He doesn’t wear his wedding ring any more, at least not after he caught her cheating. And she can’t look him in the eye, asking for his forgiveness of driving a wedge through their wedded bliss. It seems the road this couple is headed down is not a pleasant one, even though their divorce is finalized. As they meet in the counseling office, they shake hands, agreeing to cease the arguing and call a truce, at least for a moment.

Sound familiar? So many couples end their marriages like this because they have lost trust in their partner, but forgiveness is key if you have hope in getting back together. The first step in forgiving one another is to find a mediator that can help guide the conversation. It’s not their job to ‘point the finger,’ but rather allow you to express the feelings that are buried deeper than a treasure chest. It’s important you get honesty back on track until you can move forward.

Then, you have to hold yourself accountable. If it’s your fault that the marriage ended, own it. Tell your partner that you will never betray him or her in such a dishonorable way. Admitting your faults is one of the first steps to healing and ultimately—this is one of the first steps to reconciliation. If you want a future with this individual ever again, you’re going to have to get the good, bad and ugly out into the clear air. Even if you don’t like what they are telling you, own it.

You may also want to sit close to them, looking them in the eyes. Think about what first made you fall in love with them. That quality is still in there, buried under this confusion and this anger. Do your best to bring it out. If it’s cooking her a homemade Italian dinner with scattered rose petals throughout the house, do it. You may be on the outskirts, but she deserves to be treated with dignity and respect.

As you go through counseling, it may be beneficial to try this exercise. Take their hands in yours, closing your eyes. Imagine your future; not the far off future, but the immediate future. Are they there? If so, then you should reconcile and not end this union that God has put together. Find it in your heart to express your forgiveness, giving them a second chance. It may seem cliche, but marriage is like being a soldier; you fight the battle until it’s won.

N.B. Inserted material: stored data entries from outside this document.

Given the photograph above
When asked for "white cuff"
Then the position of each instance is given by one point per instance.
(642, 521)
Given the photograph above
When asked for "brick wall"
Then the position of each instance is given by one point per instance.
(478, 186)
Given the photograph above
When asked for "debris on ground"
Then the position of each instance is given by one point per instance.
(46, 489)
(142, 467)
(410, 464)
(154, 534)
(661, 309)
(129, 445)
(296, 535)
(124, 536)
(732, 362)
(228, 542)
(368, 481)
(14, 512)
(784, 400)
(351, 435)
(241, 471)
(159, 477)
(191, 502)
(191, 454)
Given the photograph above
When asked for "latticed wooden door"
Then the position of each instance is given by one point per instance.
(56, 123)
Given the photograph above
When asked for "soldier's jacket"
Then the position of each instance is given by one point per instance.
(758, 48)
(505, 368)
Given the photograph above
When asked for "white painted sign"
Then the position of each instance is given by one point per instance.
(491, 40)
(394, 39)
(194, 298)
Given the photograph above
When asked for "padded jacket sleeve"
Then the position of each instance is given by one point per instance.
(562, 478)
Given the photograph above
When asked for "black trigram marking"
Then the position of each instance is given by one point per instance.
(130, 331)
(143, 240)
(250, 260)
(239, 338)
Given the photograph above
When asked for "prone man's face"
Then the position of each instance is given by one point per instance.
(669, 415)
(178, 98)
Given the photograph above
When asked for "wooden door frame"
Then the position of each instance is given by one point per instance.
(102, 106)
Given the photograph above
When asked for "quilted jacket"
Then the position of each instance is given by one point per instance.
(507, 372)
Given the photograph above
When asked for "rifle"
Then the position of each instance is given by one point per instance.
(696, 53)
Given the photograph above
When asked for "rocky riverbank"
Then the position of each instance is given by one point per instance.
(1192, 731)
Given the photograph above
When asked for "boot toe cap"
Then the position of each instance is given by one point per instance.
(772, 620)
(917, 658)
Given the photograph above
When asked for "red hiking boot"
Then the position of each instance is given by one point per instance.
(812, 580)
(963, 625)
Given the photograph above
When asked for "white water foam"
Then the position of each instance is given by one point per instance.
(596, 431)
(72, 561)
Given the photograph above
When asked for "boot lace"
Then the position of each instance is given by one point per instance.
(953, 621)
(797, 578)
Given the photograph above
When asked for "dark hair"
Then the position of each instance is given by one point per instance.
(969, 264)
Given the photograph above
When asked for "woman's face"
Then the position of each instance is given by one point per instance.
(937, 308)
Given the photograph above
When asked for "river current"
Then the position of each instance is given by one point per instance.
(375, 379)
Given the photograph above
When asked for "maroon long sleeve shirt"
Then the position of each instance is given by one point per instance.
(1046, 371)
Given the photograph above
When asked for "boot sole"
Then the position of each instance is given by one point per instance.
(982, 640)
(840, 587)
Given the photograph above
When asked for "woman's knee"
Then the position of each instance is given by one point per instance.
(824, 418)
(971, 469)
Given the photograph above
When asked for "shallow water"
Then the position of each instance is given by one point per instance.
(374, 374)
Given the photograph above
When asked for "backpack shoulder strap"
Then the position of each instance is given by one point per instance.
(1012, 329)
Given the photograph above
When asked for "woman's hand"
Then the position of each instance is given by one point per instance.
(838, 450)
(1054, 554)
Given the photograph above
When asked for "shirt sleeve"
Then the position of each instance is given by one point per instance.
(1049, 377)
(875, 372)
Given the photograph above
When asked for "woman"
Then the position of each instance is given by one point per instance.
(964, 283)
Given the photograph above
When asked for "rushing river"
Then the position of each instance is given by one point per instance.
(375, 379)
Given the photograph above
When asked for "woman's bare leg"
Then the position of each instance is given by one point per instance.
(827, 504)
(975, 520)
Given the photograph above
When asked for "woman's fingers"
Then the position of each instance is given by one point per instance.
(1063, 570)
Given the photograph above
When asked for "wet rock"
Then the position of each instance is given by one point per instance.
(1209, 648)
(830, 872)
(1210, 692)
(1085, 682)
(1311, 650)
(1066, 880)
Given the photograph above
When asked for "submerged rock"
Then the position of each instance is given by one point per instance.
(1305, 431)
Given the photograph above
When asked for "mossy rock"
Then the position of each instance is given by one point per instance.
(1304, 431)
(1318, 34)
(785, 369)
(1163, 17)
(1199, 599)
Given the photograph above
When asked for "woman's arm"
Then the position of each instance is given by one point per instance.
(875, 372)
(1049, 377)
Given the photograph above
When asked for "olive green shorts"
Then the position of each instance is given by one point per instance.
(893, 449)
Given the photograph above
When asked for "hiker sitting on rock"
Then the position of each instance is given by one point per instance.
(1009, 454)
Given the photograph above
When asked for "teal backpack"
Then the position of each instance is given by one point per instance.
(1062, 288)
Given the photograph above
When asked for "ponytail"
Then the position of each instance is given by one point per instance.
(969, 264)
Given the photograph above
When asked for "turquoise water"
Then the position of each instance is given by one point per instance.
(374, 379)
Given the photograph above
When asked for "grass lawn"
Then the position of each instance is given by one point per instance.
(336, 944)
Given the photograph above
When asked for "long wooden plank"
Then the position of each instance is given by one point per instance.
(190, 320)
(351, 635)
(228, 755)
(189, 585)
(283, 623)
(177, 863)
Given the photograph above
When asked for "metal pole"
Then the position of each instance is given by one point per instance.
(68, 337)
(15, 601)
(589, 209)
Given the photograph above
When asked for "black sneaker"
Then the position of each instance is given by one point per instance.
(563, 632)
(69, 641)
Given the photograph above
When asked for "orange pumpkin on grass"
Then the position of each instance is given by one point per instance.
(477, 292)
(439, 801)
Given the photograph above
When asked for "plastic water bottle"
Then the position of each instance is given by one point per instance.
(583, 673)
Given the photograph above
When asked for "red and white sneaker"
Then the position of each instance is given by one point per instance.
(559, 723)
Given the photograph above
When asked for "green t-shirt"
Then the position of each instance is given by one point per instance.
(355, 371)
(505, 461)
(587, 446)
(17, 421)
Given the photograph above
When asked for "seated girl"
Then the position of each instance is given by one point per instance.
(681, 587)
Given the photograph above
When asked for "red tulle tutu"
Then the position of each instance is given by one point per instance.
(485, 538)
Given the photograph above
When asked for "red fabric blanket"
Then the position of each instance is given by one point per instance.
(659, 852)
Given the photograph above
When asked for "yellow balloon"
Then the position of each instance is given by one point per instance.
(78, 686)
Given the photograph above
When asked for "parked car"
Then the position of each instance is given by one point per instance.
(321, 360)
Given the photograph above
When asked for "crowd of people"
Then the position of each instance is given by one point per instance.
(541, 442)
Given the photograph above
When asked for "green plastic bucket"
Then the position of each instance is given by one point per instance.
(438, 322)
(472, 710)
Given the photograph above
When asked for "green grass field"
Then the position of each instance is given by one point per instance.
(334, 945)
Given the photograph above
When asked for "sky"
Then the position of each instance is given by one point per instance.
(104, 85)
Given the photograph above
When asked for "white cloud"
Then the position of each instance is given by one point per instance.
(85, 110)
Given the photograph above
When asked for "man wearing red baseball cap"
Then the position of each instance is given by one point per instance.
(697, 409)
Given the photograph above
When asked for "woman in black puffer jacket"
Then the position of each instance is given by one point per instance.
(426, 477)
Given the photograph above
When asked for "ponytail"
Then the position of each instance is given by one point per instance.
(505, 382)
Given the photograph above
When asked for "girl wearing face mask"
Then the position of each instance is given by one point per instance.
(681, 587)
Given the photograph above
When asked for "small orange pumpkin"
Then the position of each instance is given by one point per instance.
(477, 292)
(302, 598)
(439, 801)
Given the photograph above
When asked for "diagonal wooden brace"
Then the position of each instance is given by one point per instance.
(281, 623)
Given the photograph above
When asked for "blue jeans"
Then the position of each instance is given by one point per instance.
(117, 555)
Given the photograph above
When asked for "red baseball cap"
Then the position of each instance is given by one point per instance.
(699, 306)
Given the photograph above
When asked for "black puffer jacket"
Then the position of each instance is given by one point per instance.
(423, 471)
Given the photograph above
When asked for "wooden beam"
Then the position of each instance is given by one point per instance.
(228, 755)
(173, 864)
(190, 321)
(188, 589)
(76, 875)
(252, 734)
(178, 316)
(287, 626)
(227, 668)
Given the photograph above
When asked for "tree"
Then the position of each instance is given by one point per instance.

Finally, make sure your partner doesn’t feel isolated. This happens so frequently because of the I and me syndromes. If you look to your marriage as a team, then separation won’t be on the table. When I got married, someone gave me great advice: Stay up and fight. This is your life we’re talking about. If you want to reconcile, you’re going to have to work through differences, and that isn’t always easy. Just don’t ever give up; fight to the end.